Determinacy of Negation of Class of Formula First, this question is strictly in the context of Reverse Mathematics where various set comprehension and various axiom of choice may not be available.  
Question: Over $\text{RCA}_0$, if one has $\Sigma_1^0$-DET in Baire Space, does one have $\Pi_1^0$-DET in Baire Space? (Games in Baire Space are the only kind considered in Simpson's book).
For example, it is clear that $\Sigma_1^0$-DET in Cantor space implies $\Pi_1^0$-DET in Cantor Space. Given a $\Pi_1^0$ formula $\varphi(f)$. Consider the new $\Sigma_1^0$ game $\neg\varphi(0*f)$ and $\neg\varphi(1*f)$. 
Case 1: If there exists an $i$ ($i = 0$ or $i = 1$) such that Player II has a winning strategy $T'$ in $\neg\varphi(i*f)$, then Player I has a winning strategy $S$ for $\varphi(f)$ where $S$ plays $i$ on the first move and then follows $T'$. 
Case 2 : If player I has a winning strategy $S'$ for $\neg\varphi(0*f)$ and a winning strategy $S''$ for $\neg\varphi(1*f)$, then player II has a winning $T$ for $\varphi(f)$ which is described as follows, if Player I plays $0$, then player II follows $S'$ and if Player I plays $1$, then Player II follows $S''$. 
Note that the above does not require the axiom of choice because in the second case, I constructed $T$ by merely combining two strategies $S'$ and $S''$. 
This argument would not hold for games in Baire Space since the analog for case II would be that for all $i \in \mathbb{N}$, player I has a winning strategy $S_i'$ for $\neg\varphi(i*f)$. However, now I can not combine all these strategy together to get a winning strategy for $\varphi(f)$. 
It seems that I may have heard that this fact is true even for games in Baire Space. If this claim known to be true and how is it proved. Thanks for any help you can provide. 
 A: Given a formula $\phi(f)$, where $f$ ranges over Baire space, let $\psi(f)$ be defined as $\lnot \phi(f')$, where $f'(n) = f(n+1)$. So, basically, in game $\psi$ the first move is ignored, after which player II gets the first move to try to make $\phi(f')$ hold (really the second move of the game), while player I gets the second move (really the third) and the first player tries to make $\phi(f')$ not hold. The complexities of $\phi$ and $\psi$ will be complementary in the arithmetical or analytical hierarchy, and the roles of the two players are also reversed. 
Suppose that player I has a winning strategy $s$ in game $\psi$, which means that $\psi(s(g))$ holds for any $g \in \mathbb{N}^\mathbb{N}$. Then player II can win $\phi$ by just using this strategy and pretending that the two players have swapped roles. In particular, when player I has played a finite sequence $\sigma$, player II will simply compute the number $s(\sigma) \in \mathbb{N}$ and play this number. This gives a strategy $s^*$ for player II in game $\phi$. 
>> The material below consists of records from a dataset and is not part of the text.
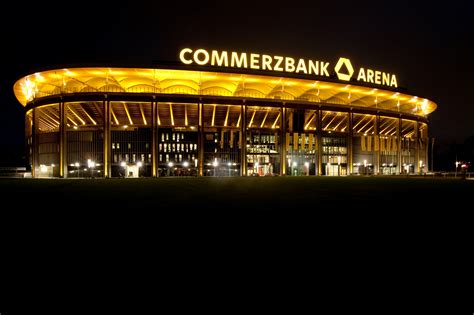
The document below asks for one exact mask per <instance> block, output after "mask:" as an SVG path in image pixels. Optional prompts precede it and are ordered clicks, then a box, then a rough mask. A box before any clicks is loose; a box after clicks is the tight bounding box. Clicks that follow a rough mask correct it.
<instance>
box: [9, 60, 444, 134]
mask: <svg viewBox="0 0 474 315" xmlns="http://www.w3.org/2000/svg"><path fill="white" fill-rule="evenodd" d="M186 56H187V58H188V57H190V58H192V54H191V55H186ZM204 57H205V55H203V54H201V55H200V56H199V58H200V60H203V58H204ZM367 71H368V70H367ZM374 73H375V74H374V75H377V73H376V72H374ZM275 74H276V75H280V76H277V77H275V76H262V75H253V74H245V75H242V74H236V73H220V72H206V71H190V70H173V69H140V68H106V67H102V68H101V67H95V68H93V67H90V68H67V69H56V70H47V71H43V72H38V73H34V74H31V75H27V76H25V77H23V78H22V79H20V80H18V81H17V82H16V83H15V85H14V93H15V96H16V97H17V99H18V101H19V102H20V103H21V104H22V105H24V106H26V105H27V104H28V103H30V102H31V101H32V100H33V99H36V98H38V97H39V98H41V97H45V96H55V95H61V93H65V92H68V93H70V92H71V91H76V92H81V93H84V94H85V93H97V92H98V91H100V89H101V88H103V86H104V82H107V80H108V81H109V83H111V82H113V84H114V86H115V85H116V86H117V88H118V90H122V91H128V90H130V87H131V86H133V85H134V84H138V83H139V84H145V85H148V86H150V87H151V91H152V92H153V91H154V90H153V87H156V88H158V89H159V91H160V93H165V94H174V93H176V94H180V93H185V94H187V93H191V94H199V93H200V91H202V90H201V89H200V88H199V83H200V82H201V81H204V82H206V81H212V83H211V84H212V87H213V88H212V89H205V91H206V96H208V95H210V96H213V95H215V96H219V97H234V96H232V95H233V94H232V93H234V92H235V91H236V89H237V87H239V89H238V90H237V91H242V88H244V89H245V90H246V91H252V92H251V93H252V97H257V98H262V99H265V98H269V99H272V98H273V96H274V92H275V85H277V87H280V86H279V85H281V84H283V83H284V85H285V86H286V87H289V86H291V85H293V86H294V87H298V89H301V91H298V92H294V93H292V94H294V95H315V94H316V93H317V94H316V95H317V96H318V98H315V97H314V98H310V99H309V100H308V102H313V103H315V104H317V103H318V102H320V101H321V99H319V95H320V94H322V96H323V100H327V99H329V98H330V99H331V100H332V102H335V104H341V105H343V104H346V103H347V99H350V100H351V101H352V102H353V104H354V102H355V101H358V100H360V101H359V102H358V103H357V104H356V105H357V106H359V107H370V106H373V104H374V103H373V102H374V101H373V99H372V101H368V100H366V99H363V96H364V95H370V94H377V103H380V104H381V103H383V104H384V110H385V109H386V110H393V111H400V112H402V113H408V114H416V115H420V116H421V115H423V116H424V115H427V114H429V113H431V112H433V111H434V110H436V107H437V106H436V104H435V103H433V102H431V101H429V100H428V101H427V102H426V103H422V101H421V100H422V99H420V98H419V97H415V96H413V95H407V94H401V93H399V92H395V93H394V92H392V91H389V90H383V89H380V90H379V89H375V88H372V87H366V86H354V85H353V84H347V83H345V84H342V83H337V82H324V81H323V82H320V81H315V80H307V79H297V78H291V79H288V78H286V77H284V76H281V73H278V72H275ZM353 77H354V76H353ZM374 78H375V77H374ZM352 79H353V78H352ZM252 83H258V84H252ZM351 83H352V82H351ZM245 84H248V85H249V86H245ZM58 87H60V88H58ZM61 87H67V91H66V90H65V89H63V88H61ZM316 89H318V92H316ZM132 90H133V91H132ZM132 90H130V92H133V93H150V89H146V88H145V89H143V91H142V90H139V89H138V90H137V89H132ZM313 90H314V91H313ZM222 91H230V93H229V94H226V95H225V96H224V95H222ZM348 91H349V93H350V95H351V96H350V98H349V97H348V95H347V94H346V93H348ZM376 91H377V93H376ZM272 92H273V93H272ZM238 95H240V94H237V95H235V96H236V97H241V96H238ZM374 96H375V95H374ZM387 100H397V101H398V100H399V101H400V105H402V106H399V107H398V106H397V104H398V102H386V101H387ZM406 103H410V104H416V103H419V104H418V105H419V107H418V110H417V111H416V112H415V113H413V107H412V106H410V107H407V106H403V105H404V104H406ZM81 115H82V116H83V117H84V118H86V114H85V113H81ZM89 116H92V117H94V116H93V115H92V114H91V115H89ZM89 120H90V119H89V117H87V121H89ZM142 120H143V117H142ZM91 123H92V120H91ZM96 123H97V122H96ZM127 123H128V122H127ZM147 123H148V122H147ZM92 124H93V123H92ZM228 124H229V121H227V125H228ZM259 125H260V124H259Z"/></svg>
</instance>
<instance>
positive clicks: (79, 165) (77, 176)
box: [74, 162, 80, 177]
mask: <svg viewBox="0 0 474 315" xmlns="http://www.w3.org/2000/svg"><path fill="white" fill-rule="evenodd" d="M74 166H75V167H77V177H79V166H80V165H79V162H76V163H74Z"/></svg>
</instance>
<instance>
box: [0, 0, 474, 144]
mask: <svg viewBox="0 0 474 315" xmlns="http://www.w3.org/2000/svg"><path fill="white" fill-rule="evenodd" d="M12 6H13V9H12V10H9V11H8V13H9V15H10V18H12V19H13V21H14V22H13V23H11V22H7V21H6V20H5V19H2V20H1V21H0V23H1V26H2V27H1V39H0V40H1V43H2V58H1V63H2V67H1V69H0V78H1V81H0V82H1V85H0V113H1V115H0V119H1V121H0V147H1V148H2V150H3V148H7V147H6V146H5V145H11V146H15V145H16V146H21V145H23V143H24V136H23V135H24V120H23V119H24V113H23V107H22V106H21V105H20V104H19V103H18V102H17V101H16V99H15V98H14V96H13V84H14V82H15V81H16V80H17V79H18V78H20V77H22V76H24V75H27V74H30V73H32V72H35V71H37V70H41V69H44V67H54V66H56V65H57V66H58V67H64V66H65V65H66V66H67V65H71V64H76V65H81V64H90V63H93V64H98V63H100V64H102V65H104V66H106V65H117V64H119V65H124V66H127V65H135V64H140V65H149V66H152V65H153V64H154V63H155V64H156V63H159V62H160V61H178V51H179V50H180V48H183V47H192V48H201V47H202V48H206V49H227V50H230V51H243V52H256V53H262V54H269V55H281V56H292V57H295V58H306V59H313V60H328V61H332V62H334V61H335V60H337V58H338V57H340V56H343V57H349V58H351V60H352V62H353V63H357V64H358V65H359V66H363V65H366V66H370V67H371V68H373V69H378V70H382V71H385V72H390V73H394V74H396V75H397V79H398V83H399V86H401V87H406V88H407V91H406V92H407V93H408V94H413V95H417V96H419V97H424V98H428V99H430V100H433V101H435V102H436V103H437V104H438V110H437V111H435V112H434V113H433V114H431V116H430V119H431V121H432V125H431V131H430V136H432V137H435V138H437V139H444V140H452V141H458V142H462V141H464V139H466V138H467V137H469V136H472V135H474V128H473V122H472V120H473V117H474V106H473V101H472V100H473V99H474V98H473V97H472V91H473V90H472V83H473V80H472V73H473V70H474V69H473V62H472V55H474V54H473V48H472V45H470V44H469V41H470V40H471V39H472V38H474V37H473V36H472V33H473V26H472V23H471V20H472V18H471V17H470V16H469V10H468V7H467V1H466V2H454V3H453V5H444V4H443V5H437V4H434V3H433V2H426V3H425V2H415V1H396V2H395V1H391V2H386V1H374V2H371V1H369V2H361V1H350V2H348V3H344V1H324V2H322V3H320V2H319V1H315V0H313V1H297V2H286V3H283V4H278V5H277V4H276V2H274V1H273V2H268V3H267V2H265V1H254V2H249V3H246V2H241V1H240V2H229V1H195V2H191V3H186V2H181V1H175V2H172V1H170V2H167V4H163V3H161V2H159V1H149V2H148V3H147V2H141V1H135V2H129V3H124V2H120V1H118V2H117V1H113V2H109V3H101V4H98V3H97V2H94V1H81V2H80V5H79V4H77V6H76V5H73V6H70V5H65V3H64V2H55V1H48V2H42V1H34V2H33V4H28V5H25V4H23V3H22V2H20V1H17V2H16V3H15V4H13V5H12ZM4 13H6V12H4Z"/></svg>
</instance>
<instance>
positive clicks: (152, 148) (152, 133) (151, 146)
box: [151, 98, 158, 177]
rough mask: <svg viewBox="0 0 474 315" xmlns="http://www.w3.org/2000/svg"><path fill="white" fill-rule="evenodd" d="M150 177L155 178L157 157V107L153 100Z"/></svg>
mask: <svg viewBox="0 0 474 315" xmlns="http://www.w3.org/2000/svg"><path fill="white" fill-rule="evenodd" d="M151 113H152V114H151V117H152V118H151V176H152V177H156V166H157V165H156V158H157V156H158V151H157V150H156V148H157V147H158V145H157V139H158V137H157V133H158V130H157V127H156V125H157V124H156V121H157V118H158V106H157V105H156V101H155V99H154V98H153V101H152V102H151Z"/></svg>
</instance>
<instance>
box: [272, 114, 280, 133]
mask: <svg viewBox="0 0 474 315" xmlns="http://www.w3.org/2000/svg"><path fill="white" fill-rule="evenodd" d="M278 119H280V113H278V116H277V118H276V119H275V122H274V123H273V125H272V129H275V126H276V124H277V122H278Z"/></svg>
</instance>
Say player I plays an infinite sequence of moves $g$ in game $\phi$. Then $\psi(s(g))$ will hold, by definition of $s$, so $\phi(s(g)')$ will not hold. But $s^*(g) = s(g)'$ so $\phi(s^*(g))$ will not hold, i.e., player II will win game $\phi$ using strategy $s^*$ against $g$.
Similarly, if player II has a winning strategy $s$ in game $\psi$, which gives a way to make $\phi(f')$ hold, then player I can win game $\phi$, by using the winning strategy for $\psi$ and pretending that the two players have swapped roles. 
Now the strategy $s^*$ for player I is defined from $s$ by arbitrarily letting $s^*(\sigma) = s(0 * \sigma)$; the choice of $0$ won't matter because $s$ is a winning strategy for II in game $\psi$. 
Say player II plays an infinite sequence $g$ against $\phi$. Then $\phi(s(0 * g)')$ will hold because $s$ is winning for player II in game $\psi$. Again $s^*(g) = s(0 * g)'$, although the calculation is different because $s^*$ is now a strategy for player I. Since $\phi(s^*(g))$ holds, player I will win game $\phi$ when II plays $g$. 
This shows that determinacy respects complementary classes all the way up the arithmetical and analytical hierarchies. Comparing this to the argument in the question, the trick is to just discard the first move rather than trying to do anything with it.